I was also told that I might try to seal the cap to the reservoir better by applying some silicone sealant around the seal lip, letting it set up a little and then installing the cap. If I press in the center of the cap rather easily, I can push it down and hear air being forced out. I would assume that if air can get in that easily, then it'd be easy for humidity from the air to get in too. Any thoughts on using the sealant?



Thanks!
 
I would say you shouldnt need too. .



But if you want to try, the way I've made seals in the past with RTV is to put wax paper on the surface I don't want the RTV to stick to. Than apply the RTV to the surface I want it to stick to and than assymble the whole mess... take apart 24 hrs later and remove the paper. .

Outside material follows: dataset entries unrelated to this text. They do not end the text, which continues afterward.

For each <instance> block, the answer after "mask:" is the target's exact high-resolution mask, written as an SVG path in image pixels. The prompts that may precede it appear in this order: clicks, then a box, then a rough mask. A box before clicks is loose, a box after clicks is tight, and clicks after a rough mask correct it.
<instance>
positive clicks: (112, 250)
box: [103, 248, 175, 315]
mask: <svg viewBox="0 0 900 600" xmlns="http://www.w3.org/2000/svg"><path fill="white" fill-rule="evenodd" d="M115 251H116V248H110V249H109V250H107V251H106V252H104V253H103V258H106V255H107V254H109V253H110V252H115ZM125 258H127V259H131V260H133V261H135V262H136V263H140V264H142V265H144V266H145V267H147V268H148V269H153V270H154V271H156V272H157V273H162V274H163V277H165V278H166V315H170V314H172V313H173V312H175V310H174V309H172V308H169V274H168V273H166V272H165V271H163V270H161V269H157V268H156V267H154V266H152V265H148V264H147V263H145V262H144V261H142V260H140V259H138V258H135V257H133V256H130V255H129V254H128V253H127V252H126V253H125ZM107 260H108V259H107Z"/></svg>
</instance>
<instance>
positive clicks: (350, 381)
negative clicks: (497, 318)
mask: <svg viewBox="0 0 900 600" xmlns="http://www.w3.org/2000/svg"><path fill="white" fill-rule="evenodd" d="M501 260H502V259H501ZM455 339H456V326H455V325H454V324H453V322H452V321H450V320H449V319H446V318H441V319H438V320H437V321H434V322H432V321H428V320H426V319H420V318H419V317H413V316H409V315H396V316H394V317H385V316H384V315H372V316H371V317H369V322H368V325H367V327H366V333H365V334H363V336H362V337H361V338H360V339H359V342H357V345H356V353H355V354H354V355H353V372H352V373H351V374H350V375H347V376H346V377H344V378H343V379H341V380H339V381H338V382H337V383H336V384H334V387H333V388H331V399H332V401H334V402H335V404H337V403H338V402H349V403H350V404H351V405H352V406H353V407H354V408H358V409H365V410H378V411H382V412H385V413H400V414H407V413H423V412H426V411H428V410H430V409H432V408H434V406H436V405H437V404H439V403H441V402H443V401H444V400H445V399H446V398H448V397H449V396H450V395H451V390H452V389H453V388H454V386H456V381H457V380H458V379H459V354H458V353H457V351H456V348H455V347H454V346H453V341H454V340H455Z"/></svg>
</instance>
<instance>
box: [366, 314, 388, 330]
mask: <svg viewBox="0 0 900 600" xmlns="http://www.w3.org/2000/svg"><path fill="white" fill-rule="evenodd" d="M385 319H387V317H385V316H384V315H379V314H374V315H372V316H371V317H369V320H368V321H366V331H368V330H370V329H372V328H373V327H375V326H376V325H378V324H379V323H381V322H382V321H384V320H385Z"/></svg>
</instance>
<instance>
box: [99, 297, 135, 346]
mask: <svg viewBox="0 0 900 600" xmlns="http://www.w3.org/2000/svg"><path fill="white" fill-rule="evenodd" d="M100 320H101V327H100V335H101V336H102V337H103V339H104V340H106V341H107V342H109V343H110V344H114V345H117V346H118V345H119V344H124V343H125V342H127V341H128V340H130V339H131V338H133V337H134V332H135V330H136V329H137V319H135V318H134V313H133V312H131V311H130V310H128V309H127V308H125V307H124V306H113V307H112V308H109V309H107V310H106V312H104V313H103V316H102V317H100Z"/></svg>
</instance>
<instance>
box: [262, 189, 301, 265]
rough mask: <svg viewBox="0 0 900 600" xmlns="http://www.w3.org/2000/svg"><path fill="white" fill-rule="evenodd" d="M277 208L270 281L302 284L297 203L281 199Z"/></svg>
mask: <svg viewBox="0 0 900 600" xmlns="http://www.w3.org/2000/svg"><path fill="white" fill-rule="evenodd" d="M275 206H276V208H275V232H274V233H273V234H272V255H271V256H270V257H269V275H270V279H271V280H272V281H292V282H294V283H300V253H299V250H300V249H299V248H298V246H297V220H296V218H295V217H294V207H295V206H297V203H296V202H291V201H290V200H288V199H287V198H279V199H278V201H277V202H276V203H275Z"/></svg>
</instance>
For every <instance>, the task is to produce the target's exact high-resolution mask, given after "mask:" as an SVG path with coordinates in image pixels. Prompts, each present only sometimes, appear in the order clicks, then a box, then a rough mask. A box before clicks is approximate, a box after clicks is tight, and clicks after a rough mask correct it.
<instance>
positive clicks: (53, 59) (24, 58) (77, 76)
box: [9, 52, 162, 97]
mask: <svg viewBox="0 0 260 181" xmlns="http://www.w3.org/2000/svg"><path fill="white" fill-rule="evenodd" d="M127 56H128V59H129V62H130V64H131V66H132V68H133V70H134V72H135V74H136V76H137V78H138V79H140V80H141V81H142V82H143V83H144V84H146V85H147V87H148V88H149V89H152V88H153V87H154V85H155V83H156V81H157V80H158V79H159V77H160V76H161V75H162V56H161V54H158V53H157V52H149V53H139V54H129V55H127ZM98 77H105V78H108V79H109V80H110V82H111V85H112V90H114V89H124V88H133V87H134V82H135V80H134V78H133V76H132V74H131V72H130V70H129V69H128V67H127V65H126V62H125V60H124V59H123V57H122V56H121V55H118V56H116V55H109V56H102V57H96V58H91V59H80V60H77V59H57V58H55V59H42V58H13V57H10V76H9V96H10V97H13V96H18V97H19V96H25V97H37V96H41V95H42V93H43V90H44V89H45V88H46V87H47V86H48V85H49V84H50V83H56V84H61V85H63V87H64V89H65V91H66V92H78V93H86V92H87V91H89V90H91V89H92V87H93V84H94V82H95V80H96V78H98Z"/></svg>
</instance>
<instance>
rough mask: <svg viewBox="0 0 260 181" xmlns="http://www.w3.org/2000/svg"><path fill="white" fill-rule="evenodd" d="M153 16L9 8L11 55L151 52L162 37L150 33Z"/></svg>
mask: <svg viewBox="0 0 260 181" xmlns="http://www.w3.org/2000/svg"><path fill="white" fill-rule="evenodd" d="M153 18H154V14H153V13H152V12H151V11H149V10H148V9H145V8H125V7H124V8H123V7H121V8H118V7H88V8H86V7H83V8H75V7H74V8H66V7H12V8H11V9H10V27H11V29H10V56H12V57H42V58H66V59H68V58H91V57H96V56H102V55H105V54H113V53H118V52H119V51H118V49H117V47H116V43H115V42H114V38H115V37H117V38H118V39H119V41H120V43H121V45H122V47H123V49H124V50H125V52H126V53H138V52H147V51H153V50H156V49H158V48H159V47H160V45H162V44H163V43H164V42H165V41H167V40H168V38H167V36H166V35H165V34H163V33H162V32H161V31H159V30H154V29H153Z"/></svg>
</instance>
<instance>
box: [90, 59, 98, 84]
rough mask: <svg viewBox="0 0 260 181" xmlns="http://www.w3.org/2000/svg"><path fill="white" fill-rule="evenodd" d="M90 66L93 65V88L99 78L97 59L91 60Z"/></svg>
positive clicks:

The moisture also gets there from condensation forming (due to temperature inversions and pressure differences), which happens because it is sealed and there is some air trapped in the housing. Making changing the fluid something that normally needs to be done.



It's interesting about the PS fluid and the seal between. .

Sorry no input, but sounds like a good place to look.
 
some more info

If the seal leaked a little you would hardly notice it other than the different colored spots. You can take out some of your brake fluid and add a drop of power steering fluid to it and see if that resembles your mixture. The hydroboost develops whatever pressure your pump puts out. I believe the ps system would have more pressure than your brakes, so if it did leak you would only see it in in the brake reservoir. If it did leak you should see other signs of seepage from somewhere around there. Either on the cowl, around the master cylinder, or inside the cab.



I do not have a parts breakdown, so I could not tell you exactly how it functions. It might also be designed so that it would leak externally before getting into the brakes. I would completely flush your brakes first. Otherwise your might be changing your wheel cylinders and calipers in the near future. Once the fluid is changed, you would definitely notice any further contamination. This would be the first thing I would do. :)



Good luck. :(
 
I don't think the P\S fluid can get out that easily. There should be a seal on the hydroboost unit to keep the P\S fluid in,and a seal on the back of the master for the brake fluid. Other wise you would make a huge mess trying to change the master cyl. If the hydroboost unit was leaking,it would probably leak out in between the two,and would be visible,before it would ever get into the master cyl.
 
I also wouldn't recommend sealing the cap to tight as it must be able to vent. As the brake fluid is displaced into the calipers,the cap will vent air into the master,ont he top side of the big rubbew bellows\gasket. The rubber bellows will move down and keep the air away from the fluid. The noise you hear when you push down on the cap,is the air being expelled from above the rubber seal. Also,the cap needs to vent to release any pressure buildup when the fluid gets hot.



I would double check the condition of the rubber gasket,make sure it is seating squarly on the resivoir,and replace it and the cap,if in doubt.